NVIDIA's Denver is a feat; I think that if it says anything, it's that ARM's instruction encoding is deficient. AArch64 instruction encoding is less dense than AMD64, and completely lacks compressed instructions (like Thumb). To NVIDIA, it made more sense for them to write a realtime binary translator for an internal ISA which is clearly enabling their microarchitecture more than ARM is.
AMD and Intel spend more money on research than you can even imagine, and it's not surprising that they manage to make x86 machines that lead in single-thread performance, but since Intel tried Itanium, you can tell their designers feel x86 is deficient. I mean, just imagine how much of their chips is just decode.
Also, not to get too childish, but ironically NVIDIA is one of the vendors who is shipping RISC-V in a lot of products. Soon enough, that Denver-style core is going to be sitting on a die right next to a RISC-V. ;- )
That's a good point about Nvidia adopting RISC-V. I didn't know that but for their application it's a good idea.
I'm not a Denver fan and at this point I think we can safely say Code Morphing has been tried. However, I wouldn't conclude that Denver means that ARM's instruction encoding is deficient. The optimizations that Denver provides would be impractical in any ISA.
Moreover architectures are meant to be implemented+optimized in many ways. You may not like x86 but planting that flag in the sand allowed Intel to innovate on the microarchitecture side while developers innovated on the application side knowing that x86 would still be there. It's the same value proposition that IBM offered with the original architecture, System 360.

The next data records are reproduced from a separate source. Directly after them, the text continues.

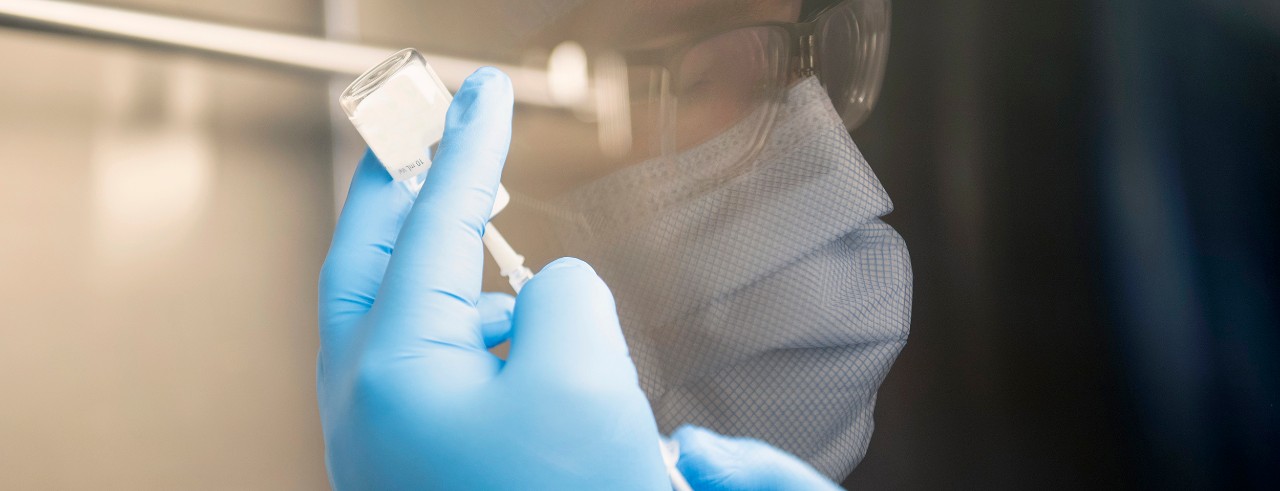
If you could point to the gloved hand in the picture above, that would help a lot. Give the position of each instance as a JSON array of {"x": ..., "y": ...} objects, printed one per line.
[
  {"x": 410, "y": 398},
  {"x": 712, "y": 462}
]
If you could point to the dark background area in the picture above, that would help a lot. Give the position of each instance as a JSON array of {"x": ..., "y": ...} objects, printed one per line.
[{"x": 1088, "y": 191}]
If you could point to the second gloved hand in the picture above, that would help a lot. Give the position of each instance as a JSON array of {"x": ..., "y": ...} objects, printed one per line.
[{"x": 411, "y": 398}]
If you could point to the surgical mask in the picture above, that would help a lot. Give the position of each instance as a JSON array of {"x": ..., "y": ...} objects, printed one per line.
[{"x": 767, "y": 303}]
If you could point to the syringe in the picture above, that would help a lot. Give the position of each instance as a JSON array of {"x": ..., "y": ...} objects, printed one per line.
[{"x": 398, "y": 106}]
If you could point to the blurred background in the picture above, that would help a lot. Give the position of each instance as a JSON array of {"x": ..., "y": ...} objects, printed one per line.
[{"x": 1088, "y": 191}]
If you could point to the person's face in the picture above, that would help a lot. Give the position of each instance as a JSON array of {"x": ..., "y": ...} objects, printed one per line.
[{"x": 712, "y": 81}]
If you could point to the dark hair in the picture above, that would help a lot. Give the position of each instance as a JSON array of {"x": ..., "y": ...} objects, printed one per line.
[{"x": 810, "y": 7}]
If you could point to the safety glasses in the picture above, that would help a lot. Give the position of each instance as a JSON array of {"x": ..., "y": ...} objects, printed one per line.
[{"x": 734, "y": 81}]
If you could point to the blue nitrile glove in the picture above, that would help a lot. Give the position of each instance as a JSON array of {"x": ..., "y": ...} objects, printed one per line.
[
  {"x": 411, "y": 398},
  {"x": 712, "y": 462}
]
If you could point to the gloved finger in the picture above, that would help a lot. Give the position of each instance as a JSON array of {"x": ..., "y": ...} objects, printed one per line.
[
  {"x": 713, "y": 462},
  {"x": 496, "y": 317},
  {"x": 433, "y": 279},
  {"x": 362, "y": 241},
  {"x": 566, "y": 327}
]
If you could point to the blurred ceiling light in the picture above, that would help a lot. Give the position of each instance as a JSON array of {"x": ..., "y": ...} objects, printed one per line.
[
  {"x": 300, "y": 51},
  {"x": 567, "y": 74},
  {"x": 612, "y": 105},
  {"x": 151, "y": 155}
]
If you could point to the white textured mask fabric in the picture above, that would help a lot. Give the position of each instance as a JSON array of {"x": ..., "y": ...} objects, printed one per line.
[{"x": 768, "y": 304}]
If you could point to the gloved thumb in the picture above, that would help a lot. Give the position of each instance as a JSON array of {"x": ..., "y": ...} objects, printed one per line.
[
  {"x": 566, "y": 327},
  {"x": 712, "y": 462}
]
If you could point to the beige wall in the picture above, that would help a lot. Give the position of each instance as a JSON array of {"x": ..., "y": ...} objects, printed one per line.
[{"x": 161, "y": 223}]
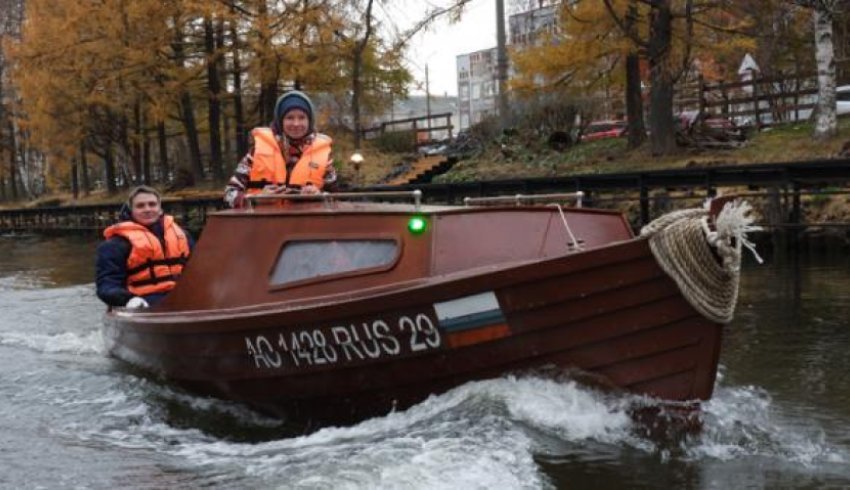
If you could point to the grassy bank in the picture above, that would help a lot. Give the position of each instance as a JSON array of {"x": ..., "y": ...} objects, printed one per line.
[{"x": 518, "y": 156}]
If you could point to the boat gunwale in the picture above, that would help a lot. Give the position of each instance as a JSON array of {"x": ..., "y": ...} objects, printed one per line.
[
  {"x": 395, "y": 289},
  {"x": 345, "y": 207}
]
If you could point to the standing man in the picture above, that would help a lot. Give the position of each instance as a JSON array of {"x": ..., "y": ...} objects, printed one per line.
[
  {"x": 143, "y": 254},
  {"x": 287, "y": 156}
]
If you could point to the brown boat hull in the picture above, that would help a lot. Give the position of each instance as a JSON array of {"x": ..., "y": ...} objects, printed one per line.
[{"x": 610, "y": 312}]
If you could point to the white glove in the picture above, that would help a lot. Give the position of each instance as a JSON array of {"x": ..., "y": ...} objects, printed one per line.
[{"x": 137, "y": 302}]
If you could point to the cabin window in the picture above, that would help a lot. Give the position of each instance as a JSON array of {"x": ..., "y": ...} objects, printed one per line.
[{"x": 303, "y": 260}]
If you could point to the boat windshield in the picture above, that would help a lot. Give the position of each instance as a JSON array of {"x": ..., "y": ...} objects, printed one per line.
[{"x": 302, "y": 260}]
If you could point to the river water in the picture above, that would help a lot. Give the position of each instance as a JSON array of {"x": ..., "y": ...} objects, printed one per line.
[{"x": 70, "y": 417}]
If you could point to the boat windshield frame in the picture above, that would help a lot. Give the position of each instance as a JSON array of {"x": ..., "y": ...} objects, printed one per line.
[{"x": 329, "y": 237}]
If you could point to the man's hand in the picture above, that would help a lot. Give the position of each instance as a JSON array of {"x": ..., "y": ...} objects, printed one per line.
[{"x": 137, "y": 302}]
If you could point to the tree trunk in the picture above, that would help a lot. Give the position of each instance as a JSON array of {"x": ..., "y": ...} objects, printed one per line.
[
  {"x": 137, "y": 142},
  {"x": 163, "y": 152},
  {"x": 146, "y": 153},
  {"x": 826, "y": 124},
  {"x": 75, "y": 179},
  {"x": 662, "y": 129},
  {"x": 221, "y": 70},
  {"x": 241, "y": 144},
  {"x": 634, "y": 95},
  {"x": 109, "y": 170},
  {"x": 84, "y": 170},
  {"x": 356, "y": 71},
  {"x": 213, "y": 94},
  {"x": 13, "y": 158},
  {"x": 187, "y": 113},
  {"x": 268, "y": 66}
]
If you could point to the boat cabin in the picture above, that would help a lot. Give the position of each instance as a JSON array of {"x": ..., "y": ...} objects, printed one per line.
[{"x": 309, "y": 249}]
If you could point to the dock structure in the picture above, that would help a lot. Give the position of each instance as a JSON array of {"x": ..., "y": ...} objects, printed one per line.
[{"x": 783, "y": 192}]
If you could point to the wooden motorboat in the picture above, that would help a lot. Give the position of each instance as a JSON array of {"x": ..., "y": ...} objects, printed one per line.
[{"x": 334, "y": 311}]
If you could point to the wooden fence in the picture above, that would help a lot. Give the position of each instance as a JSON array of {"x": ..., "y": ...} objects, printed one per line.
[
  {"x": 423, "y": 127},
  {"x": 785, "y": 194},
  {"x": 758, "y": 102}
]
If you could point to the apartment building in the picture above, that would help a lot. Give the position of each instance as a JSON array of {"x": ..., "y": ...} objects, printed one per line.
[{"x": 477, "y": 76}]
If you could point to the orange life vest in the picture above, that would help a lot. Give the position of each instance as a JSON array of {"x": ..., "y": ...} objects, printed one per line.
[
  {"x": 150, "y": 269},
  {"x": 269, "y": 167}
]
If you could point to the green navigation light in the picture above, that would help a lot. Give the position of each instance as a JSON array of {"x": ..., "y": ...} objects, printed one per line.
[{"x": 417, "y": 225}]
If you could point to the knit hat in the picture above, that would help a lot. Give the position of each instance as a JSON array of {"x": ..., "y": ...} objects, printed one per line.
[{"x": 294, "y": 99}]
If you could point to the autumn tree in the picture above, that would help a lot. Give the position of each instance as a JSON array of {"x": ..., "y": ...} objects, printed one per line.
[{"x": 823, "y": 16}]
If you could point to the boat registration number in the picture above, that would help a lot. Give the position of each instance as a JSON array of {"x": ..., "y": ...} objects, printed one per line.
[{"x": 343, "y": 343}]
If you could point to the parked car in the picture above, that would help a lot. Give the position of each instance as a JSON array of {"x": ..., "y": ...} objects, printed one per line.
[{"x": 598, "y": 130}]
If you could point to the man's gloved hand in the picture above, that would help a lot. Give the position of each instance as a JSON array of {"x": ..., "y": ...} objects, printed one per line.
[
  {"x": 239, "y": 201},
  {"x": 309, "y": 189},
  {"x": 137, "y": 302}
]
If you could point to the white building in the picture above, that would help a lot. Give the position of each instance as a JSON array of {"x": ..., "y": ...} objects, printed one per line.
[
  {"x": 477, "y": 76},
  {"x": 477, "y": 86},
  {"x": 527, "y": 28}
]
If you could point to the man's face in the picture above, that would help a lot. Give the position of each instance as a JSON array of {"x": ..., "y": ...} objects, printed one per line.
[
  {"x": 296, "y": 123},
  {"x": 146, "y": 208}
]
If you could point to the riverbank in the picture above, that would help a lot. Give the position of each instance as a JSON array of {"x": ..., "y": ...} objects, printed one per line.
[{"x": 522, "y": 155}]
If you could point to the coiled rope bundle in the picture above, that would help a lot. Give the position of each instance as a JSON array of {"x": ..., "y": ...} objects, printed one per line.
[{"x": 704, "y": 263}]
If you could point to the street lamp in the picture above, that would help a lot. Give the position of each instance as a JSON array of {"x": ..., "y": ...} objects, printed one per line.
[{"x": 356, "y": 159}]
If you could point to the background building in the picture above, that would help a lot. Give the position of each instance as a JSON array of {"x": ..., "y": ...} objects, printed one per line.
[
  {"x": 477, "y": 77},
  {"x": 477, "y": 86}
]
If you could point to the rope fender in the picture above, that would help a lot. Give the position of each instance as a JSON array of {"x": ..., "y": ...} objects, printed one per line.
[{"x": 704, "y": 263}]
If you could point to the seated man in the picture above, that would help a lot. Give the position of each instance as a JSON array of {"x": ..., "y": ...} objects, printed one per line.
[
  {"x": 143, "y": 254},
  {"x": 289, "y": 155}
]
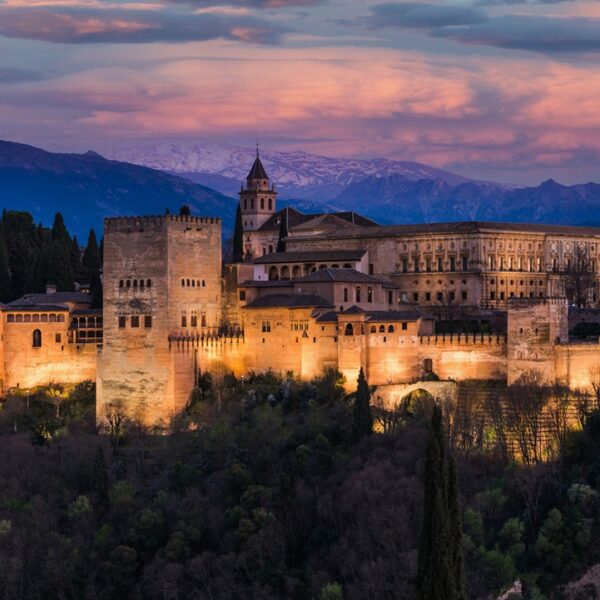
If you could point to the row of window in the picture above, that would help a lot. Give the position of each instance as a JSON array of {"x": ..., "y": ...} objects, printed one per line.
[
  {"x": 502, "y": 295},
  {"x": 193, "y": 282},
  {"x": 262, "y": 203},
  {"x": 439, "y": 296},
  {"x": 136, "y": 283},
  {"x": 193, "y": 321},
  {"x": 439, "y": 264},
  {"x": 36, "y": 338},
  {"x": 134, "y": 321},
  {"x": 35, "y": 318}
]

Where I like x86 and where I don't like RISC-V is that x86 doesn't try to be perfect but rather to adapt over time. RISC-V tries to be perfect and indeed eschews many of the bad RISC ideas from the past (register windows, branch delay slots, tagged integers, ...) while then pig headedly avoiding an obvious feature shared by both x86 and ARM, condition codes. I've read their argument and found it unconvincing. Original ARM had way too much condition code support. I think ARMv8 strikes a nice balance that RISC-V should have followed.
The HP+Intel Itanium effort allowed AMD to propose their AMD64 extensions. That's been quite successful. I wish they'd taken the opportunity to trim more cruft. When ARM went 64b with ARMv8, they took that opportunity and the result is quite clean. I prefer it to RISC-V although I haven't written any RISC-V assembly.
ARMv8 tries to be a good instruction set architecture. To me, RISC-V tries to be the platonic ideal RISC ISA. I'll go with good.
Yeah, I agree that condition codes (and offset loads) are features, not bugs in x86 and ARM; also ARMv8 shows an effort to reduce the number of instructions which can respond to condition codes. Chris Celio has talked about some interesting ways to make up for the lack of these two features, and it seems quite convincing. If you're using the compressed instruction set (which all desktop/workstation type RISC-Vs and most microcontrollers support), then the decoder can implicitly fuse the add and the load, or various forms of conditions, and treat them as a single operation. AFAIK, the compiler backends already try to order the instructions to exploit this.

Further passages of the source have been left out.